Reputation: 99
I have a database with information about customers, stores, purchases, products, etc. I'm interested in how many customers live in each city. I found this by:
SELECT city, count(cID) FROM customer GROUP BY city
This gives the following table:
| City | # |
+---------------+---+
| Amsterdam | 4 |
| New York City | 2 |
| London | 1 |
Now I'm not only interested in the cities where customers live. I'd also like to have the cities in which there is a store and where no customers live in the table.
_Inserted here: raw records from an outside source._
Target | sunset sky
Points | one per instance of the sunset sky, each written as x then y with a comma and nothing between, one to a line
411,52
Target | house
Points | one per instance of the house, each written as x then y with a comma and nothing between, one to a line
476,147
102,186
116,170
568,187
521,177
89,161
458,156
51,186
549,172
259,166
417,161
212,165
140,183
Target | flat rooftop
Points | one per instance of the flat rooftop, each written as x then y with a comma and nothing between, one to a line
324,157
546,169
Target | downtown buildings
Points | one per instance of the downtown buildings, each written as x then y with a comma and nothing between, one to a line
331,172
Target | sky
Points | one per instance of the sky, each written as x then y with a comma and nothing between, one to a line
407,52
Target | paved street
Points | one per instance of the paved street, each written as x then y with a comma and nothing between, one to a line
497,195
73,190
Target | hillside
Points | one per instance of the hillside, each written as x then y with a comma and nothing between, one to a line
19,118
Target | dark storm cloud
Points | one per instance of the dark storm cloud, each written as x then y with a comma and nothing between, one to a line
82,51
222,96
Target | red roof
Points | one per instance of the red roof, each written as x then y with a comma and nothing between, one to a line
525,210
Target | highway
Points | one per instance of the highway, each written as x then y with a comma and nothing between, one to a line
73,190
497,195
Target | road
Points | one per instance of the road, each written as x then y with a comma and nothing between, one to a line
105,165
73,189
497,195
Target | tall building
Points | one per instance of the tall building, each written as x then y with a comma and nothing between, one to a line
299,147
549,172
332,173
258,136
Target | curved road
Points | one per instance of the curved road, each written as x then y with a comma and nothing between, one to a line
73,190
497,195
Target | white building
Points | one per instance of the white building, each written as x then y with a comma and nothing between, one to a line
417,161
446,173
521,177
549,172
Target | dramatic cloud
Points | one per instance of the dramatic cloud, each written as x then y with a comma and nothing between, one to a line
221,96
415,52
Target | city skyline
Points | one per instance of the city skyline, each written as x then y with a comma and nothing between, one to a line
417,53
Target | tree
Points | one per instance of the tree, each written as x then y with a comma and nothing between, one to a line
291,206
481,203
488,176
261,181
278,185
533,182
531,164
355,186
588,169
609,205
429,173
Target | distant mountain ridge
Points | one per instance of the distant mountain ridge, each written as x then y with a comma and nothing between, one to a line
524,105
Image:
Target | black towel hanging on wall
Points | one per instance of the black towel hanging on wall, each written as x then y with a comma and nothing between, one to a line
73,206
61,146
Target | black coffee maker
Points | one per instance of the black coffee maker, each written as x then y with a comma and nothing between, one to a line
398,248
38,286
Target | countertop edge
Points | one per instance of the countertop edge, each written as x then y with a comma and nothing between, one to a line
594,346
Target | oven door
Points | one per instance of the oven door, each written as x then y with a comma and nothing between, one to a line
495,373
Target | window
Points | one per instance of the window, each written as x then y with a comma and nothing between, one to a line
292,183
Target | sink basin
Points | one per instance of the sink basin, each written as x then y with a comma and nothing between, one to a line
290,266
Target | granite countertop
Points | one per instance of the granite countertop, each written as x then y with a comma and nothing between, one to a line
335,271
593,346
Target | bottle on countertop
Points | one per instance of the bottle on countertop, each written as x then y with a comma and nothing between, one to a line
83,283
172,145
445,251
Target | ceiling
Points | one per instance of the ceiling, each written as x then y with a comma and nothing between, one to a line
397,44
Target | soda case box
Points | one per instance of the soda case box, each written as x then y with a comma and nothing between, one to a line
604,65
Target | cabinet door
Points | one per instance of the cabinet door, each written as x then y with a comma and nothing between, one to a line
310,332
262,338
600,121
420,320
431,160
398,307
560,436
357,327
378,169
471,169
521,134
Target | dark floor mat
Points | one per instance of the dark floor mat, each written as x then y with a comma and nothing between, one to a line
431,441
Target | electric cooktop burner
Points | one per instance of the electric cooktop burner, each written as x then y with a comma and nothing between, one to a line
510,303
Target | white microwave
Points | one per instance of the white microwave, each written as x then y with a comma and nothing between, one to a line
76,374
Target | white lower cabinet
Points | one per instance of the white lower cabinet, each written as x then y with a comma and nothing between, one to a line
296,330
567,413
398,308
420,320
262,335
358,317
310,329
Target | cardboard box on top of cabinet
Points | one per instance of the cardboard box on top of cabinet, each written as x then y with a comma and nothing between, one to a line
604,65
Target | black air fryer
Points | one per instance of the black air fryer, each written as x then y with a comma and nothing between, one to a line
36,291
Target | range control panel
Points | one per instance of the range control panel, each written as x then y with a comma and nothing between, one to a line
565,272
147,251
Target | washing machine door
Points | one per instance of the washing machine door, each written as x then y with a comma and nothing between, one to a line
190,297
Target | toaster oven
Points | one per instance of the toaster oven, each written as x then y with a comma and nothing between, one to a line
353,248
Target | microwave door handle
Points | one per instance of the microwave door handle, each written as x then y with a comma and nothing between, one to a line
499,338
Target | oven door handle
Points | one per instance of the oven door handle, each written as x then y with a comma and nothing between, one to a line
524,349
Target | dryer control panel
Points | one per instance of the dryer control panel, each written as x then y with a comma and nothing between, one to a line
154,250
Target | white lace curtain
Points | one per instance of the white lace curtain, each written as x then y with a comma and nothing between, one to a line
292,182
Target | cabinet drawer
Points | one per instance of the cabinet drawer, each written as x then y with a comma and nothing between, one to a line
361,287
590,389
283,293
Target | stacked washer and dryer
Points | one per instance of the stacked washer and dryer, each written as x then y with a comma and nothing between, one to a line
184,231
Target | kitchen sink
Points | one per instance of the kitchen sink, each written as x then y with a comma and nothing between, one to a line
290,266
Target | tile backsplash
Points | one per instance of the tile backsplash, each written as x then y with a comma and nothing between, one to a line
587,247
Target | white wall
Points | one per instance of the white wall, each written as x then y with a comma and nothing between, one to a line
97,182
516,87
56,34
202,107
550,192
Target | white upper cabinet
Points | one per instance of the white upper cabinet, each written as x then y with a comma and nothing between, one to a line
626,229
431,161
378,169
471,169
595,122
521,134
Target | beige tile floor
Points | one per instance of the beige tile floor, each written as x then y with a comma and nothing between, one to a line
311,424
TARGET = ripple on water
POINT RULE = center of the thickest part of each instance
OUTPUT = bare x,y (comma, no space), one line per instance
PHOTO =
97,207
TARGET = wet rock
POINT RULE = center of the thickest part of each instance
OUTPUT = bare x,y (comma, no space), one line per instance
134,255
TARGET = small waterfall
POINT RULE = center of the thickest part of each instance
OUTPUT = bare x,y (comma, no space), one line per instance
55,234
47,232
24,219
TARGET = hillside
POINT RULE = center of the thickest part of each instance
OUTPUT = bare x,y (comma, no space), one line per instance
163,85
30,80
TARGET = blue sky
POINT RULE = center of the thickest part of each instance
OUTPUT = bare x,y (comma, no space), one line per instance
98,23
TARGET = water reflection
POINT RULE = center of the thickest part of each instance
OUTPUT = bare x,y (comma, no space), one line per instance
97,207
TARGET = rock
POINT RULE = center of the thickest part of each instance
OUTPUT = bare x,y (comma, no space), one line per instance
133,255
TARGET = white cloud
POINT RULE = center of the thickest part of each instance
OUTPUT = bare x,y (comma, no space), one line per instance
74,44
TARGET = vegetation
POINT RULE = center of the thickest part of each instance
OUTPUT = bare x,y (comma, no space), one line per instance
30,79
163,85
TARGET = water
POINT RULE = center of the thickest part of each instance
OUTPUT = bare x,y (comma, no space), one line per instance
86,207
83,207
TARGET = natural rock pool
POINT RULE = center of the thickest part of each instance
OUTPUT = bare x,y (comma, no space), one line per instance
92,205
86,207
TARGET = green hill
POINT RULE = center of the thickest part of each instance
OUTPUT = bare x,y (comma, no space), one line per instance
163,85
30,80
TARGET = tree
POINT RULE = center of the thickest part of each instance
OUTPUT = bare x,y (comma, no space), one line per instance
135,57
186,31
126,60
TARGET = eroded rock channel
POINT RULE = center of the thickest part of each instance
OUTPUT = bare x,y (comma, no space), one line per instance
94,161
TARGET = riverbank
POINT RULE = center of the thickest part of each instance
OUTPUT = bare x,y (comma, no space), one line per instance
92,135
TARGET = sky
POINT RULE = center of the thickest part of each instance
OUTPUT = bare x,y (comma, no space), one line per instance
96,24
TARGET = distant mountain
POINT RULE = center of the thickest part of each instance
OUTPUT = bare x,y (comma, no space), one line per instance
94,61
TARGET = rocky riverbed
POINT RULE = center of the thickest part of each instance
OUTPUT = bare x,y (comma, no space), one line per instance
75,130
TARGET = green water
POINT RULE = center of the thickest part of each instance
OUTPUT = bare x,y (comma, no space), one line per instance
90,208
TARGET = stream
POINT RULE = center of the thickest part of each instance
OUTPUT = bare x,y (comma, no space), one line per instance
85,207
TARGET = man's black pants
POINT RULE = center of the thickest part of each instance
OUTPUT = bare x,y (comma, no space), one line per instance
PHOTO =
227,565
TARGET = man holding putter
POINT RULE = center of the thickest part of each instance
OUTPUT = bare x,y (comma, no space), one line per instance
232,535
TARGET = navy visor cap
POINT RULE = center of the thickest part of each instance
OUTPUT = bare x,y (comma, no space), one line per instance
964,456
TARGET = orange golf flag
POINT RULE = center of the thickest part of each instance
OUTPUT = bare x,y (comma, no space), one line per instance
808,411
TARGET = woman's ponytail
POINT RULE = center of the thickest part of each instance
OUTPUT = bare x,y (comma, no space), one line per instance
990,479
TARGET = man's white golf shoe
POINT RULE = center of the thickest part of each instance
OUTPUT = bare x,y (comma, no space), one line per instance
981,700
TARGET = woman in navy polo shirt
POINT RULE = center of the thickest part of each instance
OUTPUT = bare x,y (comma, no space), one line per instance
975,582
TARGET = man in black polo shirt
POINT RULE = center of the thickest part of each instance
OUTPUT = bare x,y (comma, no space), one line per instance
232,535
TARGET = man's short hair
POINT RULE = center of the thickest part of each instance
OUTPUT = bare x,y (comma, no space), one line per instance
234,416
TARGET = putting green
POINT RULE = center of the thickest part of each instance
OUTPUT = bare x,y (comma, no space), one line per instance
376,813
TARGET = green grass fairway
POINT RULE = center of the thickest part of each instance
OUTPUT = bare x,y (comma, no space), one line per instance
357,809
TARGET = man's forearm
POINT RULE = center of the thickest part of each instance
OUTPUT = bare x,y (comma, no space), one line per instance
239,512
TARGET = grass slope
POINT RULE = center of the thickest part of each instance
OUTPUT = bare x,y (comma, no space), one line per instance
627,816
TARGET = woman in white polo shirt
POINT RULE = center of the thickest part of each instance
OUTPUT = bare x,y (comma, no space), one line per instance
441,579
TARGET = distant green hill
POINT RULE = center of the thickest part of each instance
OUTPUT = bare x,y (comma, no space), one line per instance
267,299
Like this:
| City | # |
+---------------+---+
| Amsterdam | 4 |
| New York City | 2 |
| London | 1 |
| Los Angeles | 0 |
Short, I'd like to count customers that live in each city that occurs in the customers table, the store table or both.
The tables look like this: customer(cID, cName, street, city) and store(sID, sName, street, city)
Does anyone know how to do this?
Upvotes: 0
Views: 64
Reputation: 171
You can do that with UNION ALL
SELECT someColumn,someColumn,NULL
FROM someTable
UNION ALL
SELECT NULL, NULL, someColumn
FROM nextTable/orSameTable
Null is place where u will put next result that u want from another query
Upvotes: 0
Reputation: 3361
SELECT c.city,
COUNT(DISTINCT c.cID) AS [#]
FROM customer c
GROUP BY c.city
UNION
SELECT s.city,
0 AS [#]
FROM store s
LEFT JOIN customer c ON s.city = c.city
WHERE c.cID IS NULL
Upvotes: 1
Reputation: 44805
Do a LEFT JOIN
between store table and the customer table, to also get cities without any customers!
SELECT s.city, count(*)
FROM store s
LEFT JOIN customer c ON s.city = c.city
GROUP BY s.city
Also, as @Akhter Alamin Farhan commented, don't you have a cities
table? So instead of storing city names over and over again, just store them once and use cityid in store and customer tables.